By MICHELE CRIST and DR. GEORGE FENWICK
The federal government has recently approved a state of Idaho plan to shoot or poison up to 4,000 common ravens under the guise of protecting the imperiled greater sage grouse. This objectionable plan diverts attention from the real issues that must be dealt with to save the grouse.
Despite the false rhetoric of Idaho’s proposal and environmental assessment, science has already found that predator control will not be effective to boost grouse populations, and that habitat loss and fragmentation—primarily because of poor range management and energy development—are the real causes of greater sage grouse declines. Killing native, migratory species should be the last option in a manager’s tool bag.
These scientific conclusions have been laid out very clearly in an exhaustive and highly credible review of threats to grouse by the U.S. Geological Survey, a 2013 report titled “Summary of Science, Activities, Programs, and Policies That Influence the Rangewide Conservation of Greater Sage Grouse (Centrocercus urophasianus).” Here are but a few of the assertions by USGS, one of the world’s top science institutions on the issue of whether or not predators pose a problem for greater sage grouse and on efforts to control ravens in particular: “… there is little published support for predation being a limiting factor in sage-grouse populations … predation is not a widespread factor acting to depress sage-grouse populations ... raven removal in northeastern Nevada resulted in only short-term reductions in raven numbers, and any benefits to sage-grouse populations were negated by an increase in badger predation.” There is more, but you get the gist.
We hope the state will drop this
misguided plan and focus on the real challenge.
When science does not support the poisoning of ravens—which like most birds are a protected species in this country—for greater sage grouse conservation, we are left to scratch our heads as to “why” one of our iconic species, with spiritual value to many cultures of the world, is being scapegoated while key factors driving grouse declines remain unaddressed. Without question, the real drivers of greater sage grouse declines that have led the U.S. Fish and Wildlife Service to find the species “warranted” for protection under the Endangered Species Act are the rapid and severe loss of suitable breeding habitat because of poor range management, invasive exotic grasses that cause increased fire frequency, and energy development that leads to habitat fragmentation.
Grazing is allowed on about 90 percent of federally owned grouse habitat, which contributes to the spread of exotic grasses and the conversion of sagebrush to grasslands after fires. To compound the problem, extensive wind energy and transmission-line development in sagebrush habitat may soon add to the problem.
Remarkably, only 3 percent of greater sage grouse habitat has protections from extensive grazing or energy infrastructure development. This number needs to increase, which will require large-scale changes to sage brush and range management plans. The Bureau of Land Management and the USDA Forest Service are currently revising land management plans to mitigate these impacts in many Western states and to apply conservation measures for the grouse based on the best available science.
The state of Idaho needs to conduct a similar planning process for state and private lands, and work toward real solutions for sage grouse rather than pursue unproductive and objectionable paths like the raven control program. The Golden Eagle Audubon Society of Southwest Idaho and American Bird Conservancy recently linked this story to an online petition that had been set up to oppose Idaho’s plan. More than 15,000 people from the United States and many other countries signed this petition. Many respondents were adamant that they would no longer spend their tourism dollars or buy agricultural products from Idaho due to their outrage over this action.
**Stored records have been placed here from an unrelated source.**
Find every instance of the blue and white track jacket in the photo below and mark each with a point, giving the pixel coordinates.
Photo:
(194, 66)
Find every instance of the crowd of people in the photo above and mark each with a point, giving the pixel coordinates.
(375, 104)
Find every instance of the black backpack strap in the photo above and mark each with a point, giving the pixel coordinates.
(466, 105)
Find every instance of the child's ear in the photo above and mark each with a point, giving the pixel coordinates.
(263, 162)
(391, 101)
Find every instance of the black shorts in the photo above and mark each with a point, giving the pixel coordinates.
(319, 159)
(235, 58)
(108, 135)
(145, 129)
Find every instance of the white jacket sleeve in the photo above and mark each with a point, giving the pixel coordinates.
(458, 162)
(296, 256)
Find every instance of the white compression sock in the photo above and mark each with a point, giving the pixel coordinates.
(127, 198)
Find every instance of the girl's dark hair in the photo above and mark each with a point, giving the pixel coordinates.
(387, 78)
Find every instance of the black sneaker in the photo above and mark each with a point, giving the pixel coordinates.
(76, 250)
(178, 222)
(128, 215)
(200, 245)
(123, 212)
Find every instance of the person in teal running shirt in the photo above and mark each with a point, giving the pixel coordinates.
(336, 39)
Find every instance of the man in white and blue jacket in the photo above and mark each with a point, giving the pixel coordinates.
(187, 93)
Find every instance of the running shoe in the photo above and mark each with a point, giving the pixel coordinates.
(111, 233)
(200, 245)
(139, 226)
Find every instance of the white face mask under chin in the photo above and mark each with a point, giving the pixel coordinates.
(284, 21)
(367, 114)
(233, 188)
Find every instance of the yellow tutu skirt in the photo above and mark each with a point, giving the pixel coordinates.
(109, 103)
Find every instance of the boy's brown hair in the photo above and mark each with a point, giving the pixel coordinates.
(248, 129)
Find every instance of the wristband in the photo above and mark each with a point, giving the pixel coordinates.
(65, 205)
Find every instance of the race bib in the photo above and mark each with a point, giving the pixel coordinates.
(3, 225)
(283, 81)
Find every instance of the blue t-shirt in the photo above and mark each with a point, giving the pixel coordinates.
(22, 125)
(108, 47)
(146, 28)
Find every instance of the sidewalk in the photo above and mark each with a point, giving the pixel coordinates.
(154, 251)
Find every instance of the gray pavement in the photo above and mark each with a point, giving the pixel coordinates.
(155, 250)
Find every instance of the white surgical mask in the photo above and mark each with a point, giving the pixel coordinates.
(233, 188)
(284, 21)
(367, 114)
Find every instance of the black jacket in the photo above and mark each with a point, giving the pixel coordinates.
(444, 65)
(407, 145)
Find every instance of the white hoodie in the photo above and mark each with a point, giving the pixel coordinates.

Almost all of us have had those moments following a bad decision when we ask ourselves the question: “What were we thinking?” Poisoning 4,000 ravens just might turn out to be one of those moments for the state of Idaho. We hope the state will drop this misguided plan and focus on the real challenge: improving protection and management of grouse habitat.
Michele Crist is the president of the Golden Eagle Audubon Society in Boise. Dr. George Fenwick is the president of the American Bird Conservancy in Washington, D.C.